Sorted's Colored Lasers Guide Human Pickers to a 17% Efficiency Gain

The London startup's retrofittable AI vision system, backed by a $2.05 million seed round, aims to bridge the gap between legacy MRFs and full robotic automation.

About Sorted Technologies Ltd

Published

The economics of recycling are, at their core, a sorting problem. A materials recovery facility (MRF) makes money by selling clean bales of plastic, paper, or metal, but the conveyor belts delivering that material are a chaotic, high-speed mess. For Arthur Goujon and Luis Espinosa, the co-founders of London's Sorted Technologies, the answer wasn't to rip out the belts and install expensive robotic arms. It was to give the human pickers standing beside them a better set of eyes and a laser pointer.

Sorted builds AI-powered vision systems that use computer vision and spectroscopy to identify specific materials on a sorting line. Then, it projects a colored laser dot directly onto the target item,a green dot for a PET bottle, a red dot for an HDPE container,telling the picker exactly what to grab.

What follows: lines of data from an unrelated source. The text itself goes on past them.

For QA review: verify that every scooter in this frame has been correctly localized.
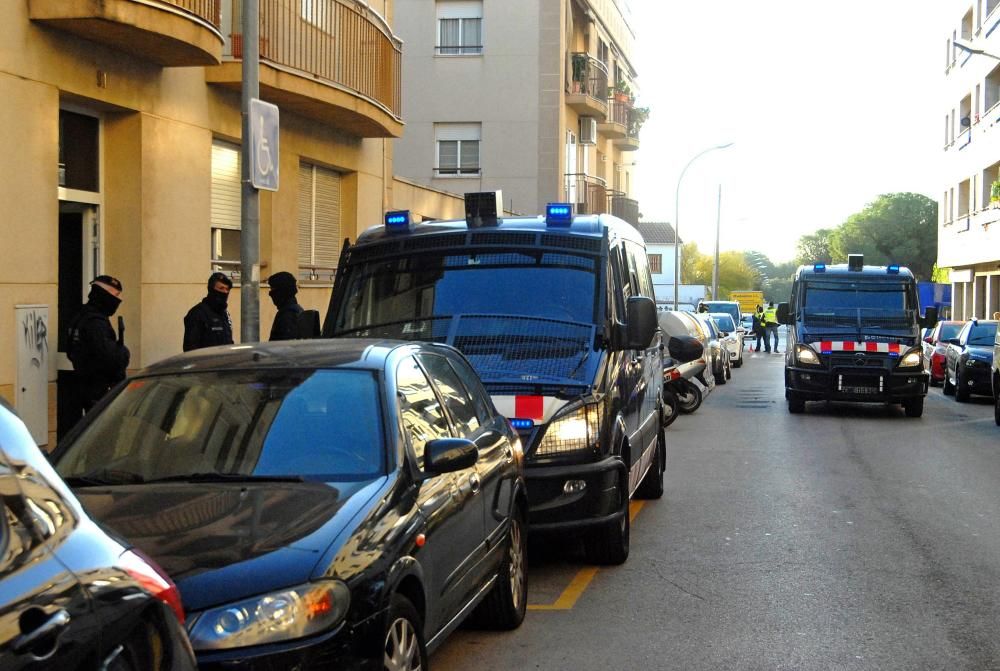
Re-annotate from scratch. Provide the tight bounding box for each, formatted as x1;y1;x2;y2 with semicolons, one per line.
663;336;708;426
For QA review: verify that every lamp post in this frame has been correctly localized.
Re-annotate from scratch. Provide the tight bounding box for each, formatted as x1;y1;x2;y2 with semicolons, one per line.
674;142;733;310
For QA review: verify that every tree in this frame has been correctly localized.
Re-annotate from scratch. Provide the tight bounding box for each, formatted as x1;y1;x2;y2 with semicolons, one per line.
829;193;937;279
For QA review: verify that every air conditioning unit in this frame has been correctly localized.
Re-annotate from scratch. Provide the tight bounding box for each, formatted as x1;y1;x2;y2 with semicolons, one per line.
580;116;597;144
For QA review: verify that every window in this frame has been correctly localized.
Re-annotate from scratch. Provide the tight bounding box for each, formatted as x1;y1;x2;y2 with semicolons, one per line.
435;0;483;56
298;161;341;280
647;254;663;275
210;140;242;271
434;123;482;175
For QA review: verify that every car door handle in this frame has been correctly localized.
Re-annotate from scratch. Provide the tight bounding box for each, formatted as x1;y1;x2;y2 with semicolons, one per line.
11;610;70;653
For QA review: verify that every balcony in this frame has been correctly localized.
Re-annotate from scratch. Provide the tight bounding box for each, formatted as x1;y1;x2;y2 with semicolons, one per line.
597;99;632;140
28;0;223;67
566;53;608;122
565;172;608;214
205;0;403;138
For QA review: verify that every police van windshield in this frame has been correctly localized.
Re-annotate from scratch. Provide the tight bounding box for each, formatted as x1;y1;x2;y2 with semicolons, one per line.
336;251;598;334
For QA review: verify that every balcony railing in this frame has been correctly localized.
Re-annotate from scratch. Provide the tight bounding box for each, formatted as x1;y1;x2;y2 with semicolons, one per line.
223;0;402;137
566;172;608;214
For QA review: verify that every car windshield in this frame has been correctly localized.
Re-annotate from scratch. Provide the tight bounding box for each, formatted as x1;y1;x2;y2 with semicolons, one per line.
969;322;997;345
57;369;386;484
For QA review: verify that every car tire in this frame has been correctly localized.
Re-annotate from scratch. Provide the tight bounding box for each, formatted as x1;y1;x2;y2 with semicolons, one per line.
379;594;427;671
636;429;667;499
955;368;969;403
903;396;924;417
584;504;630;566
473;508;528;631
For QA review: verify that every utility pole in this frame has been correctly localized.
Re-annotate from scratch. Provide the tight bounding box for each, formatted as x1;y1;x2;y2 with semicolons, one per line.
240;0;260;343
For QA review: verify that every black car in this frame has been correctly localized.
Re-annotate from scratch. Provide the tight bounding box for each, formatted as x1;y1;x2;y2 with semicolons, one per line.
55;339;527;669
943;319;997;401
0;399;195;671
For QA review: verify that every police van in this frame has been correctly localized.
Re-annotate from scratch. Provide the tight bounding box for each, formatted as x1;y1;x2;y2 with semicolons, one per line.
778;254;937;417
323;193;665;564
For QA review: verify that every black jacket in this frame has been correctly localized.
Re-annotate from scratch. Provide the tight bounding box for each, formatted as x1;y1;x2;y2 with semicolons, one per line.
270;298;302;340
66;303;131;407
184;298;233;352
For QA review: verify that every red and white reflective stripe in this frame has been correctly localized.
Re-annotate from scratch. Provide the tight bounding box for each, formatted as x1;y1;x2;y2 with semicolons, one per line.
819;340;900;354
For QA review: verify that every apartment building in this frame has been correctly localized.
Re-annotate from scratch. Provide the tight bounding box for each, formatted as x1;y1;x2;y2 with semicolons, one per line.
395;0;648;224
0;0;462;452
938;0;1000;319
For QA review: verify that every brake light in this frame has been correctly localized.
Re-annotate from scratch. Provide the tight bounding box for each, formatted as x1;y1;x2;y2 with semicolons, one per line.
118;549;184;624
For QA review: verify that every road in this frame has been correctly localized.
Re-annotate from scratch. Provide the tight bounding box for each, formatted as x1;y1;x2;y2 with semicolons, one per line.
430;344;1000;671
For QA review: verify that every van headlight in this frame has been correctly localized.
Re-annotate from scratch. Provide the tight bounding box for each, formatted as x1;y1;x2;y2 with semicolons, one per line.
795;345;822;366
188;580;351;650
535;403;601;457
896;347;924;368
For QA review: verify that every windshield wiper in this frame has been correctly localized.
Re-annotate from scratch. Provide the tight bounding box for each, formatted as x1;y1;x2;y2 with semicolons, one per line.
145;473;305;484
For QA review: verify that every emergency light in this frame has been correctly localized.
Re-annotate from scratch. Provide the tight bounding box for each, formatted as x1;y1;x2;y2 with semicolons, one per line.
385;210;410;233
545;203;573;228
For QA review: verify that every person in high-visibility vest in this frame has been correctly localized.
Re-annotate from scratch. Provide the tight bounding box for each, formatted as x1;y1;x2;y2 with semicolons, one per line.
764;301;778;352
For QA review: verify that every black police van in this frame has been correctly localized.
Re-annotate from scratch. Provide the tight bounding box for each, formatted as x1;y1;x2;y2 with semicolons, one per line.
323;193;665;564
778;254;937;417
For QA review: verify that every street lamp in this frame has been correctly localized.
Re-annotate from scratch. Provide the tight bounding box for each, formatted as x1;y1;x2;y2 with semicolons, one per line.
674;142;733;310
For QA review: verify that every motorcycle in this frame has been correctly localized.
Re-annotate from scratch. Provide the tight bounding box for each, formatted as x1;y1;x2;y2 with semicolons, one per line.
663;336;708;426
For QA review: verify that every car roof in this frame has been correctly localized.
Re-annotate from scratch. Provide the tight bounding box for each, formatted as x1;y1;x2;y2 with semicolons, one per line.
138;338;456;376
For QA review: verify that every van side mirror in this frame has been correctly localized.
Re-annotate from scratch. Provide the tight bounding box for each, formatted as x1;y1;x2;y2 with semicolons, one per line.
920;305;937;328
625;296;659;349
777;303;793;324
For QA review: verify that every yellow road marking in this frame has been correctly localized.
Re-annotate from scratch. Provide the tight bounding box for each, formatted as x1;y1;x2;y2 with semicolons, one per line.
528;501;645;610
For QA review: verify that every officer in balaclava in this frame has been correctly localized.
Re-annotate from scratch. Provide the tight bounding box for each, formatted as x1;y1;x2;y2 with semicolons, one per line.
267;270;302;340
66;275;131;412
184;273;233;352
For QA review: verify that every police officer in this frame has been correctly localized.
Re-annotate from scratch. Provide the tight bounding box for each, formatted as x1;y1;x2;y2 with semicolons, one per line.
66;275;131;421
267;270;302;340
764;301;778;352
184;273;233;352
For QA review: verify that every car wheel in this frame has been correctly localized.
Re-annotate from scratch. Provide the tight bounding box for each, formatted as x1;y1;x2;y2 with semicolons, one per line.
584;504;629;566
473;508;528;630
903;396;924;417
636;429;667;499
955;368;969;403
382;594;427;671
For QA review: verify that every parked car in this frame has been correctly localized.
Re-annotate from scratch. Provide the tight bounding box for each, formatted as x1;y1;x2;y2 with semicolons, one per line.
709;312;743;368
0;399;195;671
923;321;965;387
694;312;733;384
944;318;997;401
54;338;527;670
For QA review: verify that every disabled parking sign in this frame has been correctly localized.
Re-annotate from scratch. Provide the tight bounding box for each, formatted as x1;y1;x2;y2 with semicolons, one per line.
250;98;278;191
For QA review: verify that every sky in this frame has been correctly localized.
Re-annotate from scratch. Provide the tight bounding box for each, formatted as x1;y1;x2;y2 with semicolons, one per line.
631;0;948;262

The company's recent €1.9 million (about $2.05 million) seed round, led by Pi Labs with participation from Archipelago Ventures and others, is a bet that this human-in-the-loop, retrofittable approach is the wedge into the capital-constrained, slow-moving world of waste management [EU-Startups, April 2024].

The retrofit wedge

The sorting robotics market has no shortage of well-funded contenders, from AMP Robotics in the US to Greyparrot and Recycleye in Europe. Their value proposition is clear: robots don't get tired, they sort with inhuman consistency, and they work in environments humans shouldn't. The problem is they often require a significant capital outlay and physical integration that can disrupt existing operations. Sorted's pitch is different. Its 'Sorted Light' system is a sensor array and projector that mounts above an existing conveyor line. It doesn't replace the picker; it augments them.

  • Lower barrier to entry. By avoiding the mechanical complexity and cost of a robotic arm, Sorted aims for a lower CAPEX solution that facility managers can approve without a multi-year ROI calculation.
  • Operational continuity. The system is designed to be installed and calibrated with minimal downtime, a critical factor for facilities running multiple shifts.
  • Data first, automation later. Sorted also offers a 'Waste Audit Studio' that uses image analysis to generate waste composition reports, and a compact robotic sorter called 'SortBot' for specific tasks. The portfolio allows customers to start with analytics and guided picking, then scale into partial automation [sortedtech.io].

Founders from both sides of the belt

The co-founding team brings together the two domains that must meet for Sorted to work: industrial operations and software. Luis Espinosa is described in coverage as a 'waste pioneer' with a background in the recycling sector, providing the ground-level understanding of MRF workflows and pain points [TechFundingNews, November 2023]. Arthur Goujon, the CTO, was previously Head of Technology at The Very Group, a major UK retailer, where he led digital and logistics technology teams [EU-Startups, April 2024]. This combination,one founder who knows the garbage, the other who knows the code,is a classic pattern for industrial tech startups trying to bridge a physical-digital gap.

Early traction and the metrics question

Publicly, Sorted names a handful of early customers, including waste management giants SUEZ and NWH Group, as well as contractor Bywaters [sortedtech.io]. The company's website cites impressive efficiency gains from these deployments: a 17% efficiency increase for NWH Group in a month, and a 97% reduction in waste audit time for Bywaters. These figures, while compelling, are common in early-stage case studies and serve as the necessary proof points to secure seed funding and attract the next wave of customers. The real test will be whether they can be replicated and validated at scale across dozens of facilities with varying input streams.

A crowded field of robots and cameras

The risk for Sorted is that its wedge,being cheaper and less disruptive,might also be easier to bypass. The competitive landscape is dense with companies pushing the automation envelope.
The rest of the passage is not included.